Federation

Federation concerns ways for a query to draw upon diverse data sources and processing capacity in addition to the immediate dataset and query processor. For Dydra, its various forms involve an initial query, which is processed by a first host against an initial repository and a sub-query, which is processed by a second host against some other repository, with the solutions incorporated by the first host into the first query’s evaluation. The distinct forms arise due to variations in which hosts play which of the two roles, which query forms initiate federated processing, and which data sources are involved.

Federation Request Modes

Dydra’s production sites support internal and external federation. For evaluation accounts, federation is disabled.

Internal federation pertains when the same query processor hosts the repository to which a sub-query is applied as the host which which executes the initial query. In this case, the query if executed as a subtask within the initial host query processor subject to intra-host access and authorization. External federation pertains when a sub-query is performed upon request by a remote host processor. In this case, for each such location, the first processor determines a sparql endpoint, a query request is made of that endpoint host, and the results are read back and integrated into the first processor’s data-flow. The federation mode none suppresses federation processing.

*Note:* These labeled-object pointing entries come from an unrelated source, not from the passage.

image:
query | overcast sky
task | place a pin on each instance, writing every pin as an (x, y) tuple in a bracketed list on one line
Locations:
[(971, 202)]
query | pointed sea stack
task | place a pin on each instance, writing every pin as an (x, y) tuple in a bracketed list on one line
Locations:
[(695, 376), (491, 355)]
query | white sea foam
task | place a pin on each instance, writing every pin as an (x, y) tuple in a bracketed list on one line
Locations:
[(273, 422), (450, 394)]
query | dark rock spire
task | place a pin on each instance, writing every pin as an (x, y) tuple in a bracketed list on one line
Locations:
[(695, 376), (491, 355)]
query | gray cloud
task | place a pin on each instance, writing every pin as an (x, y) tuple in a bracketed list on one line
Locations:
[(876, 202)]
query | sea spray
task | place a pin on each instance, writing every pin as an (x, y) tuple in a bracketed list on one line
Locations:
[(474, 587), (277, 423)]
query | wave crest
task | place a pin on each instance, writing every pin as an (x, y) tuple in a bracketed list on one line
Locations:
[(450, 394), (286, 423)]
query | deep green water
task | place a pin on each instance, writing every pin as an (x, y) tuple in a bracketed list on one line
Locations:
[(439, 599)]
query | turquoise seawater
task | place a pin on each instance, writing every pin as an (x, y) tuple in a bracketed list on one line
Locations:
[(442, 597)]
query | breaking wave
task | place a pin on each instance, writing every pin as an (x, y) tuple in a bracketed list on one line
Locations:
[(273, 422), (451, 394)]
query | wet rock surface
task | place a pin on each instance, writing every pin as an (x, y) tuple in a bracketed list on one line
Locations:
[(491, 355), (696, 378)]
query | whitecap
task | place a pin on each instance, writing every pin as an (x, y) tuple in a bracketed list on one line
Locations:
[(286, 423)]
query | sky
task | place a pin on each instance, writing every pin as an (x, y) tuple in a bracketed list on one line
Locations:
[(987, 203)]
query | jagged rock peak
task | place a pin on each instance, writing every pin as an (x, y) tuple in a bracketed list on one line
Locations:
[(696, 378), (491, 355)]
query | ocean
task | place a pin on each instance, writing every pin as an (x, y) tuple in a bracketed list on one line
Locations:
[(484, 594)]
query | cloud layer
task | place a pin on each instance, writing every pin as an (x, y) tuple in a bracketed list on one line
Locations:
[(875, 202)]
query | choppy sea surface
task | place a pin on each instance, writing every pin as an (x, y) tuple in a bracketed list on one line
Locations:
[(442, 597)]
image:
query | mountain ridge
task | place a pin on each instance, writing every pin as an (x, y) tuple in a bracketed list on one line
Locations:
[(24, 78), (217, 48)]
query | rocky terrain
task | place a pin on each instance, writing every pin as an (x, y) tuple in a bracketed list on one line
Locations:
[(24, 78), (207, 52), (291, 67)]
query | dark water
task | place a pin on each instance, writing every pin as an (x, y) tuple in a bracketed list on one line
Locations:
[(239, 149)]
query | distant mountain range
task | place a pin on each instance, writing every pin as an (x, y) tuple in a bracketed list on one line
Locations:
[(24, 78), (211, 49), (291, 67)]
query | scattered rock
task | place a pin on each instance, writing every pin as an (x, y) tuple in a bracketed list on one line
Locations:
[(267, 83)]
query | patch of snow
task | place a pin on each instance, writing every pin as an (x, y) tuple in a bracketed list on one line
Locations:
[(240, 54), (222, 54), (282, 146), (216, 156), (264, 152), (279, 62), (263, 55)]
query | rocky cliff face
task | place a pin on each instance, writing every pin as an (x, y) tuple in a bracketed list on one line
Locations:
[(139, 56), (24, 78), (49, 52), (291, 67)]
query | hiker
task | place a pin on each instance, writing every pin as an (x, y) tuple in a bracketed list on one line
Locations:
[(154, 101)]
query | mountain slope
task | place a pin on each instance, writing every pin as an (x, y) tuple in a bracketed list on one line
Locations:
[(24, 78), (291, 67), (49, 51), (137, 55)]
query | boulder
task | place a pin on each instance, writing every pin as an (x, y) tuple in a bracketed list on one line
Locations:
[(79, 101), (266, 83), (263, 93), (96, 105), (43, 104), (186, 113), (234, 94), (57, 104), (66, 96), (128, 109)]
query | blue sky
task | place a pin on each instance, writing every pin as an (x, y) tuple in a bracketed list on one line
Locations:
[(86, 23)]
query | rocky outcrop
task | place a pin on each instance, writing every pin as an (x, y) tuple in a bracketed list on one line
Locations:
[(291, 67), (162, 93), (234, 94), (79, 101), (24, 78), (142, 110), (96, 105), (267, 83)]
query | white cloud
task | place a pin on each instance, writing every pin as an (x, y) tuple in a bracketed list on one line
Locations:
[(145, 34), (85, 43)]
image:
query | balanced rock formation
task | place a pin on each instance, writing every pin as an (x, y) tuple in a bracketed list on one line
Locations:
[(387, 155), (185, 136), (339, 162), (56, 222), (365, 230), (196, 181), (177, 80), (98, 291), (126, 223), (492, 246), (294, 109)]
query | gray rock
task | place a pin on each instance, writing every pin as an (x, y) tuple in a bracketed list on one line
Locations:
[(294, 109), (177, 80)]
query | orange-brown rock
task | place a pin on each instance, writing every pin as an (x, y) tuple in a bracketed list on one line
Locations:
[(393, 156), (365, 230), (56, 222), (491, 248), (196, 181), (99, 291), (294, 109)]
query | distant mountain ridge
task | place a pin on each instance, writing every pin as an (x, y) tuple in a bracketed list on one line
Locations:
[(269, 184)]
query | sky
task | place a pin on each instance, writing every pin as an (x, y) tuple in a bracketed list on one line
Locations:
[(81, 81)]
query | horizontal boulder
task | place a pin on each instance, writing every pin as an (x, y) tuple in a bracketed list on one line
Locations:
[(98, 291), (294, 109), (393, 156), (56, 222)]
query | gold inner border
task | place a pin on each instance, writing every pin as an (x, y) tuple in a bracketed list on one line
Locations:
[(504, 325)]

The default mode for a query is specified in the initial system configuration. Each individual query may specify its own mode, subject to constraints

mode effect permitted variations
#<urn:dydra:none> federation is disabled: GRAPH forms apply to a repository's named graphs only and any SERVICE cause an error.
#<urn:dydra:internal> federation is enabled for references local to the host #<urn:dydra:none>
#<urn:dydra:external> federation is enabled for both local and remote references. #<urn:dydra:none>, #<urn:dydra:internal>

Federation Query Forms

SPARQL 1.1 Federated Query includes the SERVICE form, with which a query indicates that a component is to be executed by a remote host processor. This is explicit federation. SPARQL 1.0, on the other hand, introduced the possibility to indicate diverse datasets through GRAPH forms, but the specification indicates that, if an IRI is specified in a dataset description, “attempts are made to obtain an RDF graph associated with the IRI.” In other words, it allows just that the first processor obtain the designated graph and incorporate it into the local dataset to which it then applies the query. When taken in the context of the 1.1 federation extension, however, the same results would be achieved with less data transfer, when the query processor rewrites a GRAPH form with a remote location into a SERVICE form and treats it as in implicit federation request.

Authorization

When a query specifies either an internal reference to a repository within another account or a remote repository location, the access must be authorized. Authorization has two aspects: from the client perspective and from the service perspective. Each account and each repository allows to freely specify authorized-client-locations. This takes the form of a list of regular expressions. A reference from a query is permitted when the query’s initial repository matches one of the regular expressions. This list is maintained in the account root and managed in the “Authorization” pane of the account manager ui. Each account and repository system also associates an additional list of authorized-service-locations, which are drawn from the system configuration at the time an account or a repository is created.

Examples

Internal Federation

If a query enables federation, any GRAPH forms with a constant IRI name term which is not present as a named graph in the query repository, but is local to the query processor host, is executed as a SubSelect within the same query processor. References to repositories within the same account are always permitted, but references to any other repository require authorization. If either the GRAPH form name is a variable or the federation is disabled, then the form denotes a standard GroupGraphPattern match.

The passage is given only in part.